The protest, organised by the SNJT journalists' union, came three days after police arrested Noureddine Boutar, the director of popular private radio station Mosaique FM.
The station has often been critical of President Kais Saied, who in 2021 sacked the government, froze parliament and seized almost total power in moves rivals have called a coup.
The demonstrators gathered outside government headquarters in Tunis, some wearing red tape across their mouths.
Others shouted "No to repression of journalists" and "We demand an independent free press".

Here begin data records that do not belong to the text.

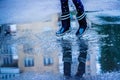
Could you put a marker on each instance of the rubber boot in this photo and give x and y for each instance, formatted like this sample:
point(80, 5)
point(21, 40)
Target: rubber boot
point(82, 24)
point(67, 70)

Tunisian journalists protest against escalating crackdown on media in front of government palace in La Kasbah.— Ghaya Ben Mbarek غاية بن مبارك (@Ghaya_BM) February 16, 2023
The demo comes days after the arrest of @RadioMosaiqueFM director, Noureddine Boutar, & within a context of increasing suppression to opposing voices in the country. pic.twitter.com/KliTtUx0Fh
"The authorities want to bring both private and public media into line, and (Boutar's) arrest is an attempt to intimidate the whole sector," SNJT director Mahdi Jlassi said at the protest, which had been organised prior to Boutar's arrest.
Large numbers of police were deployed to prevent the demonstrators from gathering directly in front of the prime minister's office in the North African nation.
Boutar is one of 10 public figures arrested since Saturday - mainly critics of Saied, including members of the Islamist-inspired Enahdha party.
Since Saied's power grab, several high-profile critics of the Tunisian leader have faced trial in military courts.
But the latest wave of detentions sparked fears the president is escalating against his opponents in the crisis-hit birthplace of the 2011 Arab uprisings.
Boutar's lawyers said he had appeared before a judge whose questioning focused on Mosaique FM's editorial line and criteria for choosing commentators.
Journalists' union chief Jlassi said authorities were "irked by the content of Mosaique FM's programmes, but this repression will not affect the will of journalists to defend their freedom".
The powerful UGTT trade union federation said Saied's government was trying to "snuff out every independent or opposition voice" by targeting the media.
It called on unions to "mobilise and prepare to defend the rights of Tunisians".
But Saied hit back at what he called "lies", telling Prime Minister Najla Bouden that the administration was acting with "full respect for the law".
"Has a single newspaper been shut down? Has a single programme been banned? Has a single journalist been prosecuted for anything relating to journalism?" he asked in a video posted on the presidency's Facebook page on Thursday.
Saied also hit back at criticism by unnamed foreign powers.
"We're not occupied or a protectorate, we're a sovereign state, and we know very well what we're doing," he said.
The United States said Wednesday it was "deeply concerned" by the spate of arrests.
"We respect the aspirations of the Tunisian people for an independent and transparent judiciary that is able to protect fundamental freedoms for all," said State Department spokesman Ned Price.